Letícia Sallorenzo faz conexões muito pertinentes sobre o que parece ser um escândalo fabricado, que não traz nada de palpável mas é noticiado de modo a causar “impressão/sensação de que há algo errado”.

De minha parte, penso que a série de matérias (porque, claro, isso vai render) pretende fazer, mal disfarçadamente, uma (falsa) equivalência entre esse (suposto) escândalo e o outro, verdadeiro, que ficou conhecido como Vaza Jato: mesma metodologia, mesma estética, mesmo jornalista “investigador” paladino da justiça etc. Embora uma coisa não tenha nada a ver com a outra, embora a manchete em papel sobre o uso do TSE “fora do rito” não tenha nenhuma semelhança com procuradores combinando com um juiz as táticas da operação, com chantagens para a obtenção de delações premiadas e assim por diante.

Não tem nada a ver, mas funciona.

Funciona sobretudo como forma de abastecer o discurso de vitimização tão caro aos bolsonarentos, que obviamente já voltaram à carga.

E contam com Elon Musk como aliado, vejam só.

Elon Musk, o campeão da liberdade de expressão.

A Folha costumava se apresentar como “um jornal a serviço do Brasil”. Agora se anuncia como “um jornal em defesa da energia limpa”. Menos mal: sem o compromisso explícito com uma causa cívica, fica mais à vontade para acolher toneladas de gigabytes de denúncias, venham de onde vierem, signifiquem o que significarem, tenham as consequências que tiverem.

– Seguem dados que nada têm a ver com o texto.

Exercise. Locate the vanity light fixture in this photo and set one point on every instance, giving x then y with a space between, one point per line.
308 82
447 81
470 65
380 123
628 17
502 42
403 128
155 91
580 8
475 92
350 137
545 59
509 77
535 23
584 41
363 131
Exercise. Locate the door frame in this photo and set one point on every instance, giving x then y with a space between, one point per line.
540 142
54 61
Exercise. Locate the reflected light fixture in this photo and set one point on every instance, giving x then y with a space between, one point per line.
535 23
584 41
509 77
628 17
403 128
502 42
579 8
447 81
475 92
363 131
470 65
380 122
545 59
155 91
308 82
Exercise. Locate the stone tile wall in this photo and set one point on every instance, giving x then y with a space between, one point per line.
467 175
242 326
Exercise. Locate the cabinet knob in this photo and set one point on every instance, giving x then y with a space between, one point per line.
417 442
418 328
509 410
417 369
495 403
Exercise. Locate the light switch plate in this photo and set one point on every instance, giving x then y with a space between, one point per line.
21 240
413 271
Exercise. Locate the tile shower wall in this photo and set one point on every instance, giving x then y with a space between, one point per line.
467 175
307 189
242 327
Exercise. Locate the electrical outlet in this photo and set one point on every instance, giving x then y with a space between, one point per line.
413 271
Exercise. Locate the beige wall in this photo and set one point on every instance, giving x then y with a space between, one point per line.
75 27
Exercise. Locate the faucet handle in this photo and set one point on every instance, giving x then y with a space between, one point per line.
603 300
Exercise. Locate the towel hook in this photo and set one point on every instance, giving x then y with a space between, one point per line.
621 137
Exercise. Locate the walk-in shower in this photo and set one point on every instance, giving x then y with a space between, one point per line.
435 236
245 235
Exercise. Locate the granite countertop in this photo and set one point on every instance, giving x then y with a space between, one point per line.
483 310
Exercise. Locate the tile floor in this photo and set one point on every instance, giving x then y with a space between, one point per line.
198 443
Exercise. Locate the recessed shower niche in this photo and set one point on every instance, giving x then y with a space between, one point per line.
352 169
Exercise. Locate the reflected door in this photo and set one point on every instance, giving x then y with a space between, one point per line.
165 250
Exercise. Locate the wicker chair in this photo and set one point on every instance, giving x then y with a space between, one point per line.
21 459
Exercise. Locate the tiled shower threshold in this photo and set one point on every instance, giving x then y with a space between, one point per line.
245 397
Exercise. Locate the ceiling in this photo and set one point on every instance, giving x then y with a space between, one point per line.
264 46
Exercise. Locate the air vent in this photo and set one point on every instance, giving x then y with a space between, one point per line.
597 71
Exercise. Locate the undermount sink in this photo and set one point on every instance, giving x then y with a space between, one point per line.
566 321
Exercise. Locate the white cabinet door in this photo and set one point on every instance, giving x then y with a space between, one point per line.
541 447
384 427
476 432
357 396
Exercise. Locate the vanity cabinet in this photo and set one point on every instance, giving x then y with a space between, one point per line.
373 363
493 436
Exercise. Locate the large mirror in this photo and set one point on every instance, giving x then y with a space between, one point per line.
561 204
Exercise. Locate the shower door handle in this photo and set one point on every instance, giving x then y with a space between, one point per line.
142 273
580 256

Por isso é tão precisa a conclusão do texto do Alceu:

“Jorge Luís Borges torceria seu sorriso irônico até as bordas do cosmos diante dessa situação. Ele adoraria imaginar um infame que declarasse ter a soma de gigantescas bibliotecas hexagonais que contivessem, em si, O Ponto de Todas as Denúncias, o Aleph do Jornalismo, a autoproclamação da reportagem primordial, o moto perpétuo dos terabytes de todos os planetas, até que a liberdade de expressão do infame em defesa arrogante de todos os nazistas fosse saciada em sua plenitude”.

Helena Fernandes é jornalista formada pela Universidade Federal do Rio de Janeiro (1981), com mestrado em Comunicação pela Universidade Federal Fluminense (2000) e doutorado em Serviço Social pela UFRJ (2006). Professora aposentada do Departamento de Comunicação Social da UFF desde 2016, ela colaboradora com o Observatório da Imprensa, é pesquisadora do ObjETHOS. No pós-doutorado, dedica-se a averiguar a dinâmica da formação de crenças e convicções nas bolhas virtuais e as dificuldades e possibilidades do jornalismo nesse contexto.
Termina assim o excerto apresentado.